The timestamps of the logs vary from 1970-01-01 (obviously a mistake “someone” made ) to a week ago.
This is my most recent result.
I can call the labels, but not the actual data.
❯ logcli labels --org-id="my-tenant" --from="1970-01-01T00:00:00Z"
2023/02/28 18:12:53 https://my-loki/loki/api/v1/labels?end=1677604373467159000&start=0
label1
label2
label3
❯ logcli query --org-id="my-tenant" --from="1970-01-01T00:00:00Z" --limit=5 '{label1="my-tenant"}'
2023/02/28 18:13:40 https://my-loki/loki/api/v1/query_range?direction=BACKWARD&end=1677604420542177000&limit=5&query=%7Blabel1%3D%22my-tenant%22%7D&start=0
2023/02/28 18:13:56 Error response from server: failed to get s3 object: NoSuchKey: The specified key does not exist.
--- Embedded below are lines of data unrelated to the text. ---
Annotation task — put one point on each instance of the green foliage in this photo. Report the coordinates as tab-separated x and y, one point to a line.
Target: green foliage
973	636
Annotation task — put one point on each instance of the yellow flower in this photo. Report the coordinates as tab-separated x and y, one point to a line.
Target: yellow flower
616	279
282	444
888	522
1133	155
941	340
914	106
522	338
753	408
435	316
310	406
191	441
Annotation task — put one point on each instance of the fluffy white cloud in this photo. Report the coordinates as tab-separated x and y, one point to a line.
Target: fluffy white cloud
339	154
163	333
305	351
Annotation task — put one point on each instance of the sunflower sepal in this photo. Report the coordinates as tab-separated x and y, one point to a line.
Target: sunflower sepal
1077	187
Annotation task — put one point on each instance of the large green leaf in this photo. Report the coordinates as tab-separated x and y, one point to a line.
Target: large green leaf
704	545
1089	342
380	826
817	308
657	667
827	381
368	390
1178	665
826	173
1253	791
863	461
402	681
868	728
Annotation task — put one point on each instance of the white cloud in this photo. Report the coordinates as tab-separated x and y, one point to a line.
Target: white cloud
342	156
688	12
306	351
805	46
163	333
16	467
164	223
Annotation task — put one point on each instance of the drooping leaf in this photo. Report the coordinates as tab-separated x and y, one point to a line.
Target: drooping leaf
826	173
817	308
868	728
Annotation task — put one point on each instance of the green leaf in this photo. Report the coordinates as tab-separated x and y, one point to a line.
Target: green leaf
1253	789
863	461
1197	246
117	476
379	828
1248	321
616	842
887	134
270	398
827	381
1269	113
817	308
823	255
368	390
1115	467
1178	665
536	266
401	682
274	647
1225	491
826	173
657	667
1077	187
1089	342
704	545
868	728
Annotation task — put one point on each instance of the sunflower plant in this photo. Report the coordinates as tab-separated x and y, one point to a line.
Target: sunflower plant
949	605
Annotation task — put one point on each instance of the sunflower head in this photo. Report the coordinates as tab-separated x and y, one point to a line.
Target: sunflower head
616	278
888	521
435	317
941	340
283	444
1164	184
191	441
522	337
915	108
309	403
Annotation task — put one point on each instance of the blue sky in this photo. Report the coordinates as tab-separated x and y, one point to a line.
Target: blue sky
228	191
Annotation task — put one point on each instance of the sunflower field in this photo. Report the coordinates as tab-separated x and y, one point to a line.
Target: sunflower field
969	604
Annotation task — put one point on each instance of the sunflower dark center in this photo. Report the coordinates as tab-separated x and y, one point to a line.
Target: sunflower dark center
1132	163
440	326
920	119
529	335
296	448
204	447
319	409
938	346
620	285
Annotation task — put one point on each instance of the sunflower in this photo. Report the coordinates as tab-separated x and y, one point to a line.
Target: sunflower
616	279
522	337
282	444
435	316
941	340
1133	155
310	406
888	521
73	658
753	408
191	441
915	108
status code: 404, request id: FCREYBYMEHFS9P5E, host id: RnmSKnZbdym0gnSHnEZcyGU+yX6y8P+CXJYcq9M07W7bIyiU2fcnOLUFul95rzhulQ/HVoDfLEo=
(<nil>) attempts remaining: 0
2023/02/28 18:13:56 Query failed: Run out of attempts while querying the server; response: failed to get s3 object: NoSuchKey: The specified key does not exist.
status code: 404, request id: FCREYBYMEHFS9P5E, host id: RnmSKnZbdym0gnSHnEZcyGU+yX6y8P+CXJYcq9M07W7bIyiU2fcnOLUFul95rzhulQ/HVoDfLEo=
I am using one service account for all pods. I can see that data is created on the s3 storage and the ingester logs that it is uploading them. The compactor has access too with the very same service account. I can tell that because of the newly created files with „compactor“ in its name. Is there a way to define a different false access for the querier? I thought they are all sharing the storage config and the service account.
The policy allows wildcard operations on the bucket and it’s content.
Could it be because of the epoch 0 timestamp in my „from“? I will try to remove those lines a re-import the logs tomorrow.
I am not sure if this is possible, but you can try setting a common storage. We don’t use storage_config, instead we put storage under common (which implicitly gets applied to all components). Like this:
I think I found the culprit. I just replaced all 1970-01-01 timestamps with 1971-01-01 and voila… it works.
In my query I still look “from=1970-01-01” but now I don’t receive an error.
I had to disable the gateway pod because I could’t adjust the timeout. That was the next issue I had. Now I use the ingress without the gateway and a timeout of 600s.